EXPOSIÇÃO OCUPACIONAL A GASES ANESTÉSICOS2

A SO pode se contaminar por resíduos de agentes inalatórios de diversas formas: falha ao desligar as válvulas de controle de fluxo, máscaras faciais mal-adaptadas, flushing do circuito respiratório, enchimento de vaporizadores, cânulas traqueais sem balonete, sistemas respiratórios de anestesia pediátrica, amostragem sidestream dos analisadores de gases, falhas ou inexistência de sistemas de eliminação das SOs e escapes diversos (canisteres, anéis de vedação, mangueiras, etc.).

São riscos ocupacionais citados na literatura:

Em mulheres expostas: risco aumentado de abortamento espontâneo e de anormalidades congênitas no feto, câncer (cervical), doenças hepáticas e renais.
Em homens expostos: risco aumentado de hepatopatias, risco de anomalias congênitas na prole.

A mutagenicidade e a carcinogênese não foram confirmadas, podendo talvez existir somente em exposições improváveis de serem reproduzidas em humanos.

Os profissionais das salas de recuperação também são expostos, embora os níveis de resíduos sejam menores que os da SO.

Embora existam relatos negativos quanto aos efeitos da exposição ocupacional prolongada a resíduos desses gases, há ainda muitas controvérsias. Dados contraditórios são encontrados na literatura, mesmo nos trabalhos das forças-tarefas de renomadas instituições reguladoras internacionais.

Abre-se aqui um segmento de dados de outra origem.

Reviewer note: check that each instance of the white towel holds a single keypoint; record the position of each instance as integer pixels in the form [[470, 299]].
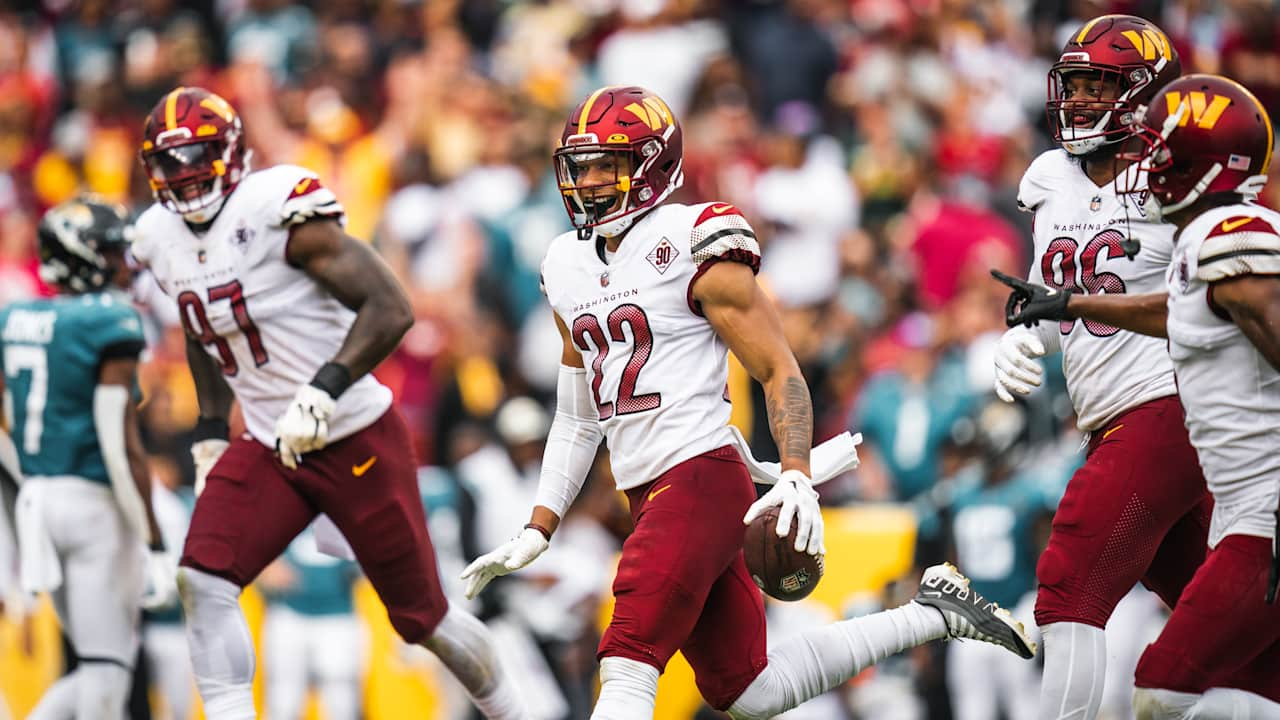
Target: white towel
[[826, 460], [37, 556]]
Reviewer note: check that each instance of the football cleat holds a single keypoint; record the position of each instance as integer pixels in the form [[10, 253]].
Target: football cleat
[[968, 614]]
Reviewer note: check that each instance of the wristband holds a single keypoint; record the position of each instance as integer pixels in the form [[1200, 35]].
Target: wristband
[[332, 378], [211, 428], [540, 529]]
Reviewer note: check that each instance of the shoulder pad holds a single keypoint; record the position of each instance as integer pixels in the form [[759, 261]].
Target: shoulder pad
[[722, 233], [309, 199], [1040, 180], [1239, 245]]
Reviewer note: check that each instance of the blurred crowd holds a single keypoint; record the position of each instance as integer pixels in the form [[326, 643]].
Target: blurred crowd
[[874, 145]]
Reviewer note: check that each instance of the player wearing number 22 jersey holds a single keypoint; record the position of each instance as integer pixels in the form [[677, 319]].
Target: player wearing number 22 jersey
[[650, 297], [1138, 507], [288, 314]]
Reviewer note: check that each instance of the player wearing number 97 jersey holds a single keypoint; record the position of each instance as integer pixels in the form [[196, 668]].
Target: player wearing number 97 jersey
[[650, 297], [1138, 507], [288, 314]]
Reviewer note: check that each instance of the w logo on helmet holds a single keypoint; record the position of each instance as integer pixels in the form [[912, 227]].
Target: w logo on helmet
[[1203, 112], [652, 112], [1150, 42]]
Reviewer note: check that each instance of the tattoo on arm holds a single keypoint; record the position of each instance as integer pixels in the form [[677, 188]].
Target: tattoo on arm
[[791, 418]]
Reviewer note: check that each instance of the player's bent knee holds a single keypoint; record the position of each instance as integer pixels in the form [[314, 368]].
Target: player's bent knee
[[767, 696], [1155, 703]]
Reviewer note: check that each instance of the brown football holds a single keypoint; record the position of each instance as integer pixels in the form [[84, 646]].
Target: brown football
[[775, 565]]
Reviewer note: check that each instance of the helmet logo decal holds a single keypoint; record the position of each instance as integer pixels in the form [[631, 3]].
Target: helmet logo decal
[[219, 106], [170, 108], [653, 113], [1150, 42], [1202, 110]]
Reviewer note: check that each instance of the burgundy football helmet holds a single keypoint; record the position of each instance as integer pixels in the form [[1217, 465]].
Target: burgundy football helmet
[[639, 130], [1127, 51], [1202, 135], [192, 153]]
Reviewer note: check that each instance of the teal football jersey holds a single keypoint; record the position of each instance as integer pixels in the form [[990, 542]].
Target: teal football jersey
[[51, 354], [321, 584], [993, 528]]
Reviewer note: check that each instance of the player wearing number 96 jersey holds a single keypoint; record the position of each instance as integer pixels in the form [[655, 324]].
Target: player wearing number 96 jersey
[[287, 314], [649, 299], [1137, 509]]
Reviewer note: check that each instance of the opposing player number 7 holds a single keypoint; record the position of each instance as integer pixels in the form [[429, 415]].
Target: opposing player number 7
[[195, 320]]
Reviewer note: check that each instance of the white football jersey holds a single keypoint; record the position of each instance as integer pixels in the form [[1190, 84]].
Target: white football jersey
[[657, 368], [1230, 392], [1078, 232], [266, 323]]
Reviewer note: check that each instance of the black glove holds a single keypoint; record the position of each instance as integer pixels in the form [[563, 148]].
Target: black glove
[[1029, 302]]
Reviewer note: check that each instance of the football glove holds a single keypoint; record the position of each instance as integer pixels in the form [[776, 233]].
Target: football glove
[[796, 500], [1016, 368], [161, 580], [305, 425], [1031, 302], [205, 455], [511, 556]]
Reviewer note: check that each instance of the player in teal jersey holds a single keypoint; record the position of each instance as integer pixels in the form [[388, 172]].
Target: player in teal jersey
[[999, 505], [311, 633], [83, 516]]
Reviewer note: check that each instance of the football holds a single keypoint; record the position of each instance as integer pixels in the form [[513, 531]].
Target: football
[[773, 563]]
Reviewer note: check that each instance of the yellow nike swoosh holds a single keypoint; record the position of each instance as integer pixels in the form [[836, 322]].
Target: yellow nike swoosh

A literatura cita alguns padrões de exposição máximos aos resíduos de agentes inalatórios:

25 partes por milhão (ppm) para óxido nitroso (como agente único).
2 ppm para halogenados (ou 0.5 ppm quando o óxido nitroso for usado simultaneamente).
100 ppm para óxido nitroso.
50 ppm para enflurano ou isoflurano.
10 ppm para halotano.

Como se vê, os diferentes valores citados refletem a dificuldade em ajustar os padrões.

 

EXPOSIÇÃO OCUPACIONAL A AGENTES QUÍMICOS

Exposição ao polimetilmetacrilato (pmma)

Trata-se de agente comumente utilizado para cimentação óssea em ortopedia. Quando do preparo, concentrações elevadas já foram detectadas diluídas no ar da SO, o que expõe o pessoal desse ambiente a riscos ocupacionais, como irritação da pele, queimaduras, reações alérgicas, irritação ocular e cefaleia.6

Exposição à fumaça cirúrgica proveniente do campo operatório

A cauterização elétrica ou a laser de tecidos humanos produz diversos aerossóis (hidrocarbonetos complexos, material orgânico e, em alguns casos, células tumorais viáveis ou partículas virais7) que normalmente são lançados na SO, sendo passíveis de serem inalados pelo pessoal aí presente, o que, fatalmente, pode acarretar risco ocupacional: sintomas de irritação das vias aéreas (tosse crônica, estridor, congestão, exacerbação do broncoespasmo, cefaleia fadiga e irritação ocular).8

Chung et al.9 procuraram identificar os agentes presentes na fumaça decorrente da ressecção transuretral de próstata. Entre os diversos constituintes, três agentes químicos (1,3-butadieno, vinil-acetileno e acrilonitrilo) são muito tóxicos e carcinogênicos.9 As implicações da inalação crônica desses agentes precisam ser mais bem estudadas.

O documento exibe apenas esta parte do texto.